Note: You can’t take the standard deductions on your federal tax form if you itemize deductions. There are also limits on your ability to take itemized deductions based on your income levels.

Take Tax Credits
Where You Can

Tax credits let you reduce your annual taxes. Some common tax credits are:

• Child Tax Credit. You can receive a federal tax credit (up to $1,000) for each child under age 17, subject to income levels.

• Child and Dependent Care Credit. You may be able to write off some of your child care expenses for your children age 12 or younger as long as the care was provided to allow you or your spouse to work or look for work, subject to dollar and earned income limitations.

• Earned Income Credit. Low- to moderate-income individuals or families supporting young children are generally eligible.

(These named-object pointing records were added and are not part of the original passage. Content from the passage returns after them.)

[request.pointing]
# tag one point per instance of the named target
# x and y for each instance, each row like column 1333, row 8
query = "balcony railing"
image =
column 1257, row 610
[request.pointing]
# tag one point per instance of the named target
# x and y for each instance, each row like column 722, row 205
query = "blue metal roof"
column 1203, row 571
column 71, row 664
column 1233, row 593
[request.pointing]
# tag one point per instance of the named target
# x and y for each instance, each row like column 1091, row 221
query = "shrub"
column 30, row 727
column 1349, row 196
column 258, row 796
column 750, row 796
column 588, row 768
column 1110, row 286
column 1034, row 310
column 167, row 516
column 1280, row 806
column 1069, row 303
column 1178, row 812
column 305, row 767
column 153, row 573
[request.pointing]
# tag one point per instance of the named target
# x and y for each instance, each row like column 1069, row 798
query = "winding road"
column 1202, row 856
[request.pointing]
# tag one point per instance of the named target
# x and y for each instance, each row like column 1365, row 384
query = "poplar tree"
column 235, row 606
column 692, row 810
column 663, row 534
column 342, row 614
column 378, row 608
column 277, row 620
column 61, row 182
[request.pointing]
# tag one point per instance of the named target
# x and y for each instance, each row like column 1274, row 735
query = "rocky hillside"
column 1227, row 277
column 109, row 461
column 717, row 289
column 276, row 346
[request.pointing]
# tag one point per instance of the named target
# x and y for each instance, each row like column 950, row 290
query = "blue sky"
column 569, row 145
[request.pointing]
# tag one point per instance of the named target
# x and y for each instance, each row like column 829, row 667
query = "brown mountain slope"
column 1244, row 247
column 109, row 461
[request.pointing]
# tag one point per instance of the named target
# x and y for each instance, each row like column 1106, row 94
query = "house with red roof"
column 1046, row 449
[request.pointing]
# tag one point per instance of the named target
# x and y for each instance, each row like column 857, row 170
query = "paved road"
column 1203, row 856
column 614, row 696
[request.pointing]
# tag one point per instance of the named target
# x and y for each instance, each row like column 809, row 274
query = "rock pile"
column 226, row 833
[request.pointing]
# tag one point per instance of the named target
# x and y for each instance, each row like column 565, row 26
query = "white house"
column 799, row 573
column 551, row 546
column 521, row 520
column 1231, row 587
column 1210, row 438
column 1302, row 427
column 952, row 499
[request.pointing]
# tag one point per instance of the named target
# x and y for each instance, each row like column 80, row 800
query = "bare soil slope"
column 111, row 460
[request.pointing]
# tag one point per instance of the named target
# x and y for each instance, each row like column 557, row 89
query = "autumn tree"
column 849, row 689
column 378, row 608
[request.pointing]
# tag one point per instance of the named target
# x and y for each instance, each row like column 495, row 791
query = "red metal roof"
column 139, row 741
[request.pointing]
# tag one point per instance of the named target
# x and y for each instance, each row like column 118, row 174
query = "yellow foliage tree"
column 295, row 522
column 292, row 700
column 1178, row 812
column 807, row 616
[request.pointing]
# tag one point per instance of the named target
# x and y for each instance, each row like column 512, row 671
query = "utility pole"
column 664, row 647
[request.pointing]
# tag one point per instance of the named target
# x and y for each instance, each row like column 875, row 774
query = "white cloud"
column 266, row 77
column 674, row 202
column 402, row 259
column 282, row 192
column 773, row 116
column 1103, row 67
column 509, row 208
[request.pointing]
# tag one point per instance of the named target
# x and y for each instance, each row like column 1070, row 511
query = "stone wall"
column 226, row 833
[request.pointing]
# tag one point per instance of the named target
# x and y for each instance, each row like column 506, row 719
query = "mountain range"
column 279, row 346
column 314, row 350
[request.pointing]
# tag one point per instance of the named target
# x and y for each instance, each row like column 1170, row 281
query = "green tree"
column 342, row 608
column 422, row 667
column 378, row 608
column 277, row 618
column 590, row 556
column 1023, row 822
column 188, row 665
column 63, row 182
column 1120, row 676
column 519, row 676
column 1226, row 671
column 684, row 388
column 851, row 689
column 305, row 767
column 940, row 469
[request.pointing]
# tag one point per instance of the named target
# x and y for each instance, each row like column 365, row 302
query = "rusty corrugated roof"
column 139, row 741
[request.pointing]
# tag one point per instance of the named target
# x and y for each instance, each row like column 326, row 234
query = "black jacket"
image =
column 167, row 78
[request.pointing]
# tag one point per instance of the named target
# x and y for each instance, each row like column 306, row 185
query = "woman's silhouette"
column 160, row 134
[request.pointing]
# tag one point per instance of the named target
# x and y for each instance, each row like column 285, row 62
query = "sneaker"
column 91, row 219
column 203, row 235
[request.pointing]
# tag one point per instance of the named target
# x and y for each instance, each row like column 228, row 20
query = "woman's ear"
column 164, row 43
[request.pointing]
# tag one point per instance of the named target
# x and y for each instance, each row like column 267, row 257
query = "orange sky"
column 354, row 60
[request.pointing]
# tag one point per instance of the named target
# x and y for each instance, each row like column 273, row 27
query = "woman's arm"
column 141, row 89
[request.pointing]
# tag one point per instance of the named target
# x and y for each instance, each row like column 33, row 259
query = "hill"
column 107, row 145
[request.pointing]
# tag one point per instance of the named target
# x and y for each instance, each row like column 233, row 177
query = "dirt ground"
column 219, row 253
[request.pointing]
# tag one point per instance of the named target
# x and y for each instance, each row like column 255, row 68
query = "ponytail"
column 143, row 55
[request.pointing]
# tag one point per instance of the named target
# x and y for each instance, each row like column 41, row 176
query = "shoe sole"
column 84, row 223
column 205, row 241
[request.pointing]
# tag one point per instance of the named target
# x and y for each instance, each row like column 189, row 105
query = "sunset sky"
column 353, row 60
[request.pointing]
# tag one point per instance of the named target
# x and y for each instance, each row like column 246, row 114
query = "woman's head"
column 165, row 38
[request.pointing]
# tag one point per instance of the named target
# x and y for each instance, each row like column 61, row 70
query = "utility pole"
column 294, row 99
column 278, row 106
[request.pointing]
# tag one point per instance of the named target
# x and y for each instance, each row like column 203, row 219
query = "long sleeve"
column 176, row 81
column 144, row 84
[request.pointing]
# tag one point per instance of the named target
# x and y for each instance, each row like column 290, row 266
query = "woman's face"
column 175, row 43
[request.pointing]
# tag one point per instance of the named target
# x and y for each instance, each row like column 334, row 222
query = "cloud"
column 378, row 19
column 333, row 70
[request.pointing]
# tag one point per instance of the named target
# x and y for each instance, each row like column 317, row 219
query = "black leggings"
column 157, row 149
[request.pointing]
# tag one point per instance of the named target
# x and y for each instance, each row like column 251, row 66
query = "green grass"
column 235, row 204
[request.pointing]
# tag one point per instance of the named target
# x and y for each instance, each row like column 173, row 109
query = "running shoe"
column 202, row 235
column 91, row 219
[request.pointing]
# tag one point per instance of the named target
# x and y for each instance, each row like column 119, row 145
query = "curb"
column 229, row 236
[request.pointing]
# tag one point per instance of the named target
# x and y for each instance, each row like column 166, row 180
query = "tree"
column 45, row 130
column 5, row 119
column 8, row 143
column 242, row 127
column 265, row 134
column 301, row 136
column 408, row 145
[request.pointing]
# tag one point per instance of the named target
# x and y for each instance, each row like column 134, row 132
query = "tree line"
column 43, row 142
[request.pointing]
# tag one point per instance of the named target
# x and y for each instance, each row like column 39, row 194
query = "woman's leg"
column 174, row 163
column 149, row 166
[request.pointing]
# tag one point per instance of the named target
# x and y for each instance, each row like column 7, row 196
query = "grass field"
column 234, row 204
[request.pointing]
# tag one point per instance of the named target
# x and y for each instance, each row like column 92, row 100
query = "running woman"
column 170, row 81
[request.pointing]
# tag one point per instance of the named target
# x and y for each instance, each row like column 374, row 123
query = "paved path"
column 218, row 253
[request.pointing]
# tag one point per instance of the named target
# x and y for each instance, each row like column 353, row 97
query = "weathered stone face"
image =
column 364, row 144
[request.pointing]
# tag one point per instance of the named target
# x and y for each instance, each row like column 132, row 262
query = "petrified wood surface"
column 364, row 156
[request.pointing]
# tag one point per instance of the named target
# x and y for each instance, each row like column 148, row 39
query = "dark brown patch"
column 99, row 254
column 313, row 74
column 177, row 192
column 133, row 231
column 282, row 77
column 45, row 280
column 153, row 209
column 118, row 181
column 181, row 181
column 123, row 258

• Credit for the Elderly or Disabled. You can qualify for this tax credit if you are age 65 or older, or retired on disability, and permanently and totally disabled at retirement.

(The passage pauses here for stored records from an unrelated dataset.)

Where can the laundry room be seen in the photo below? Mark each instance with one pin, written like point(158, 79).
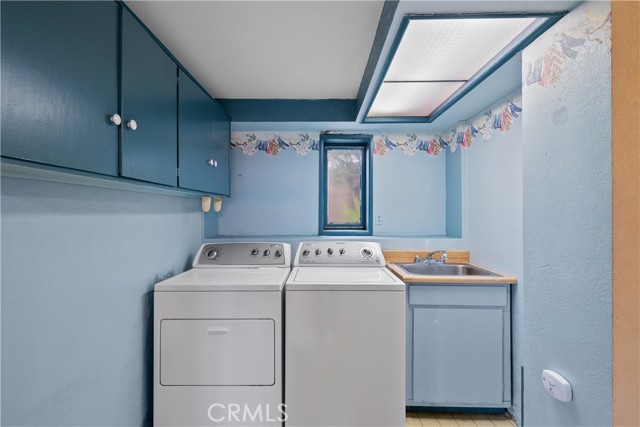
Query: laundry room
point(366, 212)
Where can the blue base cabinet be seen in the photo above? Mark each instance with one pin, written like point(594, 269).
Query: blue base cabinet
point(203, 140)
point(459, 346)
point(60, 83)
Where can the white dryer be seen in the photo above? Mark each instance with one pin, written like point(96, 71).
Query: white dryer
point(218, 338)
point(345, 337)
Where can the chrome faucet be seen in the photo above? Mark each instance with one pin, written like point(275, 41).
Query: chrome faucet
point(429, 257)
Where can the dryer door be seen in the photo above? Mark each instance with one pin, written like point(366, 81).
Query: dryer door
point(217, 352)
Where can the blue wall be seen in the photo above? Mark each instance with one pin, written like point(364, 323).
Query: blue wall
point(78, 266)
point(567, 227)
point(494, 217)
point(278, 195)
point(454, 208)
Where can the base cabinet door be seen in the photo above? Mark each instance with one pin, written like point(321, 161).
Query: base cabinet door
point(458, 356)
point(149, 142)
point(60, 83)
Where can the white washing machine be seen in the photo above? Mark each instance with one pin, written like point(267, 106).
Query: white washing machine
point(345, 337)
point(218, 338)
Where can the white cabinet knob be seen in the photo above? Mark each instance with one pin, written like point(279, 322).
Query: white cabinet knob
point(116, 119)
point(131, 124)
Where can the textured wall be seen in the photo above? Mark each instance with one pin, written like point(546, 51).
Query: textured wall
point(493, 176)
point(78, 266)
point(567, 218)
point(625, 68)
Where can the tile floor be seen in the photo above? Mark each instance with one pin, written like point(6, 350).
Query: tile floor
point(434, 419)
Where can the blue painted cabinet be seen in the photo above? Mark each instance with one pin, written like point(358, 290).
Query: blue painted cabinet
point(203, 140)
point(149, 107)
point(60, 83)
point(459, 346)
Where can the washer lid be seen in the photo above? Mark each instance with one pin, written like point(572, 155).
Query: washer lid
point(343, 278)
point(236, 279)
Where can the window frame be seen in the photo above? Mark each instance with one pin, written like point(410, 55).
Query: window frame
point(344, 142)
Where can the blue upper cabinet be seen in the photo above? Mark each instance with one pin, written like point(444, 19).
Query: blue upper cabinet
point(203, 140)
point(221, 129)
point(60, 83)
point(149, 107)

• Saver’s Credit. You can generally receive a tax credit (up to $1,000, if filing single or $2,000, if filing jointly) for contributing to an IRA or 401(k) if you’re single and earn up to $29,500, or if you’re married filing jointly and earn up to $59,000.

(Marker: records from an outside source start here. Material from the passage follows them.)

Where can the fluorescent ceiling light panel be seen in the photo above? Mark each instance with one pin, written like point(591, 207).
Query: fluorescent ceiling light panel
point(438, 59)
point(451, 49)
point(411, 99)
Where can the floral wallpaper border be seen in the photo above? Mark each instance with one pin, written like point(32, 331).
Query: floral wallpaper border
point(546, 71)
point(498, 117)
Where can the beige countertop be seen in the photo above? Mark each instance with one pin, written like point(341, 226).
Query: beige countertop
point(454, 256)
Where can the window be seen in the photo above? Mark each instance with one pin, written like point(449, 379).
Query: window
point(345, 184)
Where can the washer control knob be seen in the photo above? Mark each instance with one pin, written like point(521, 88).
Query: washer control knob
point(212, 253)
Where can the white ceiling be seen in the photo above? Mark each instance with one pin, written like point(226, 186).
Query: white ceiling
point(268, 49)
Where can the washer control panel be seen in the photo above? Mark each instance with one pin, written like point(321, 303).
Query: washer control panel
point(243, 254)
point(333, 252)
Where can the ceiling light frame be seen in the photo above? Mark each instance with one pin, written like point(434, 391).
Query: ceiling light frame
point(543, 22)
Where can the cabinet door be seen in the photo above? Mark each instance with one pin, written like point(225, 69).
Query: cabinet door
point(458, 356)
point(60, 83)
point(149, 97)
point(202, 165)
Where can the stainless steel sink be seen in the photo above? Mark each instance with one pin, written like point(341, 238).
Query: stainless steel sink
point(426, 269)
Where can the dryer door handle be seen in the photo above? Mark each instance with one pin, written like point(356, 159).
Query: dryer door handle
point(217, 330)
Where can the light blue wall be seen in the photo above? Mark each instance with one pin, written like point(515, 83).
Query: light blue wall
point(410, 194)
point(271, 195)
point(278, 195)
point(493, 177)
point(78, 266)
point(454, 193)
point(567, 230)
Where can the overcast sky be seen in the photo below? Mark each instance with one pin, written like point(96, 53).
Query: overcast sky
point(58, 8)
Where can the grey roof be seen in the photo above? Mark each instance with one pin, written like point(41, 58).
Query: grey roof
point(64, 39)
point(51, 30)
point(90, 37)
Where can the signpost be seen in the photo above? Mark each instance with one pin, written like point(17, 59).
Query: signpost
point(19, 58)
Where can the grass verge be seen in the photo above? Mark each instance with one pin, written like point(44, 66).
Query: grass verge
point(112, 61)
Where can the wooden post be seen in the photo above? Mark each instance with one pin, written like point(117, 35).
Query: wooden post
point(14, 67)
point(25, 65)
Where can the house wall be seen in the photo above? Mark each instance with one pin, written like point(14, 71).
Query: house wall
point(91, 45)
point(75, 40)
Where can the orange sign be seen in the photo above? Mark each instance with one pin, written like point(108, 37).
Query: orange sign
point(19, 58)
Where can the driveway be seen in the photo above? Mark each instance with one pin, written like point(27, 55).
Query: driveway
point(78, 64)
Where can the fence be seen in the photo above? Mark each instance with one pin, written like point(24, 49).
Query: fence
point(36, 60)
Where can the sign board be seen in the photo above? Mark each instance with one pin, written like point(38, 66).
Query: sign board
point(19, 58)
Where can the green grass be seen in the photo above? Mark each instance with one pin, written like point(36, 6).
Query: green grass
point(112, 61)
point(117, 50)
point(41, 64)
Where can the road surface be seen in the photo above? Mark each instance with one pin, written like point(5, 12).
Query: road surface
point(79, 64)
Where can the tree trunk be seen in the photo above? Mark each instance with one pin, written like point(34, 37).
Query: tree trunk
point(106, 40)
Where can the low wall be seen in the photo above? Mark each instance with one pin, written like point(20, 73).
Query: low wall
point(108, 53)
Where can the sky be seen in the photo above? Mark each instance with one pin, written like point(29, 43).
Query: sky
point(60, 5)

• Education saving accounts. A Section 529 plan or Coverdell Education Savings Account (ESA) allows you to invest in your child’s future education expenditures. A 529 plan lets you create a savings account to pre-pay your child’s college tuition. There is no age limit on 529 plans, and you can contribute up to the applicable state 529 plan limit. A Coverdell ESA generally allows you to invest $2,000 per child, per year (until the child’s 18th birthday) to pay for college tuition, books, supplies, and other qualified education expenses, as well as qualified elementary and secondary education expenses. Funds from 529 plans and Coverdell ESAs can be withdrawn free of federal income tax as long as the money is spent for qualified withdrawal purposes, but there is a 10% penalty for unqualified withdrawals.

• American Opportunity Tax Credit. This tax credit is available to households earning $80,000 or less ($160,000 or less if filing jointly) and gradually phased out as income exceeds these limits. You can take a credit of up to $2,500 a year for college expenses, including tuition, fees, course-related books, and supplies.

• Lifetime Learning Credit. A 20% educational tax credit is available for the first $10,000 (up to $2,000 annually) spent on qualified tuition and related expenses for students in the taxpayer’s family. The credit is phased out based on a taxpayer’s gross income. You can’t claim this credit if you are already claiming the American Opportunity Tax Credit for the same individual.